The comparison will take place on my phone and at no point will the results of that comparison leave my phone.

You can choose to live in the extreme examples of how it may go wrong, or amplify the rage machine but for the 99.999999997% of times the system will work as intended, your privacy will not be breached.
For the time when the 30,000,000,000 photos in you're iCloud library see enough to flag a report, a human will double check it.
Imagine an Apple worker looking at your personal photos because their algorithm failed, we are talking about Apple, a company that everything that release is full of bugs (macOS, iOS, etc). Ya I feel better now.

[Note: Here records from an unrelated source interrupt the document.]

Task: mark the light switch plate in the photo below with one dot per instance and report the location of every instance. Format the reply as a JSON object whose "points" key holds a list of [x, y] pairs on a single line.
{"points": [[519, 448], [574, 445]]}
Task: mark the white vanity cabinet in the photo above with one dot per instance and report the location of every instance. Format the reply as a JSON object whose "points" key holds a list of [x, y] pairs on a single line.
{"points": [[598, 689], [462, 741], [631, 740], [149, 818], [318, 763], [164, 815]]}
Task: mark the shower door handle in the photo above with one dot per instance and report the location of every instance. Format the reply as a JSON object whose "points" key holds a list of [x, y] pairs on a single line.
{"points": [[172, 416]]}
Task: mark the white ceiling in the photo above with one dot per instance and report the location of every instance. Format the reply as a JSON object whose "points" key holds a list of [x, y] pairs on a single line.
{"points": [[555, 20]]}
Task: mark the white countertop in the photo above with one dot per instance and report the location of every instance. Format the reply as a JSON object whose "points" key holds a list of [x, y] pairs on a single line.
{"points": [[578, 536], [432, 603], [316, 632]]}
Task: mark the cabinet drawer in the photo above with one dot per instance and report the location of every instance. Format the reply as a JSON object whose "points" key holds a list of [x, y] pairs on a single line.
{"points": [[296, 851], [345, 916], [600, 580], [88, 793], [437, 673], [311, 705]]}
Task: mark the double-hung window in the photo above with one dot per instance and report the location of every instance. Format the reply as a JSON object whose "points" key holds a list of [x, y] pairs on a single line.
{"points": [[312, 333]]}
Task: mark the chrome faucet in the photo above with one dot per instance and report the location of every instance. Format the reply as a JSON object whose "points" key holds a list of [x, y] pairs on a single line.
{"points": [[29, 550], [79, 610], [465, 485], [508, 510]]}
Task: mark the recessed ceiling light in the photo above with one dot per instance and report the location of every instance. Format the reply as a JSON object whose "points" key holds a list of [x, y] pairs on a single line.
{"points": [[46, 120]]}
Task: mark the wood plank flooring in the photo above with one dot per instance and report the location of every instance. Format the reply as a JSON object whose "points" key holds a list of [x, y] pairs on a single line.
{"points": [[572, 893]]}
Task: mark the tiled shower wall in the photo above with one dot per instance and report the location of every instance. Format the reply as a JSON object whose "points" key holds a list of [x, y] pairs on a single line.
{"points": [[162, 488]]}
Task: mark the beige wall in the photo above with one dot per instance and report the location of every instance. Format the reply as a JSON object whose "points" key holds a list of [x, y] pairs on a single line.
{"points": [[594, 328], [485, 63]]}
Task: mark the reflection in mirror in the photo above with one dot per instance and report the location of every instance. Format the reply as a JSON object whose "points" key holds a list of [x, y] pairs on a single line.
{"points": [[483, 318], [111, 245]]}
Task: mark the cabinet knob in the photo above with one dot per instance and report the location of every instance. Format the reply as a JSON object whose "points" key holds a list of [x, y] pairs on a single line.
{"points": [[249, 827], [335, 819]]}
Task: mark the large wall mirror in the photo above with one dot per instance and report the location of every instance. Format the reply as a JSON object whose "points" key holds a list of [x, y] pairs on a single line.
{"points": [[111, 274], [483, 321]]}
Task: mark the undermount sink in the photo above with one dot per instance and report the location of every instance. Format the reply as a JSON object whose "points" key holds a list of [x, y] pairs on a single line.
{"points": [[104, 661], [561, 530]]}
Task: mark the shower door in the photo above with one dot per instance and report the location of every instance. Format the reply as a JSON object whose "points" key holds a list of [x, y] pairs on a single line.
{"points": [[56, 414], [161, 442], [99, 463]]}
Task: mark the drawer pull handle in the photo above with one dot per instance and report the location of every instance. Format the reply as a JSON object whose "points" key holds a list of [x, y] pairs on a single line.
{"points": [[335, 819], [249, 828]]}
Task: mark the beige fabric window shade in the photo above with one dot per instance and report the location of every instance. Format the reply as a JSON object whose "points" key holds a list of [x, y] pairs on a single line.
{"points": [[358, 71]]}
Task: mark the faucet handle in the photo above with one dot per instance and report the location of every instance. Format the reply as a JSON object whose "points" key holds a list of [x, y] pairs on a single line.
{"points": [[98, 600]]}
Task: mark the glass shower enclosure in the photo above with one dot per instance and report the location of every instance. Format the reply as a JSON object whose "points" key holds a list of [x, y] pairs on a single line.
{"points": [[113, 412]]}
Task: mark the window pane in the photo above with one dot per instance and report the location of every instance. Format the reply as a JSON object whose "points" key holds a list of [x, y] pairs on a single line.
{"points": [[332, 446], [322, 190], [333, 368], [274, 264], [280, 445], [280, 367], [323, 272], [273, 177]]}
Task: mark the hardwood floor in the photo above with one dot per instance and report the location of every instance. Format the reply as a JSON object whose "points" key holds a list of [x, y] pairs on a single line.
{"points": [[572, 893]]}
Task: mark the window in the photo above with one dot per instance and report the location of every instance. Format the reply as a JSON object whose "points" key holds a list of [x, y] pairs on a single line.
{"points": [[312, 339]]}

Let me remind you that you don't have access to their code, and server side, you are just believing their bs.
 
No, but I wasn't making the claim that Apple was doing anything, therefore nothing for me to cite. As I said, other posters are making claims that Apple does not do this or that but cannot back those statements up using anything other than Apple marketing.
Well so far what I see discussed in this forum can be broadly categorised into two categories:

1. one based on published information from Apple
2. conspiracy theories of a back door
 
I go to a ballgame and they search me. Thats ok. I dont let then come to my house and search me before the game
I'm glad you understand the need for security at the game.

Apple should use a similar method:
Don't do the security check in your home (monitor what you do while you are doing it)
Do the security check at the gates, just before you enter their property.

Oh....
 
Thank you, Craig! I wonder if Craig woke up and read my comment from the previous article haha!


All jokes aside! Let's talk business Craig, you do not know what you are talking about when all you did was praise how important privacy was. Stay away from my PRIVACY, please. It is my HUMAN RIGHT. Craig! please, give us an Opt-Out option from CSAM, please. Let our voices be heard. I will not appreciate Apple scanning my iCloud photos whether it's through AI or Hash.

It sounds like Apple is using "Protecting Children" as an example to be spying on the consumers.

STOP this mass surveillance to be launched. This needs to SHUT DOWN.

Apple you are not a Law Enforcement organization. Stop acting like one. Apple, how are you not getting the point. You are violating our PRIVACY rights. Over 7000 signatures were collected. Stop playing with our PRIVACY and HUMAN right.

You will do what Apple tells you and like it. :p No soup for you. Next!
 
Releasing the source code won't do anything with the biggest problem some of these people have with Apple: trust.
There are several other areas of iOS which could be misused to an even larger degree and no one is demanding open sourcing those areas.
The CSAM detection is, as far as I can tell, the first component that has no benefit to the user at all. In the best case it consumes just some device resources, in the worst case it gets the user into serious trouble. It is nothing a rational user would want on their phone. Open-sourcing it would at least allow users to see just how bad it is.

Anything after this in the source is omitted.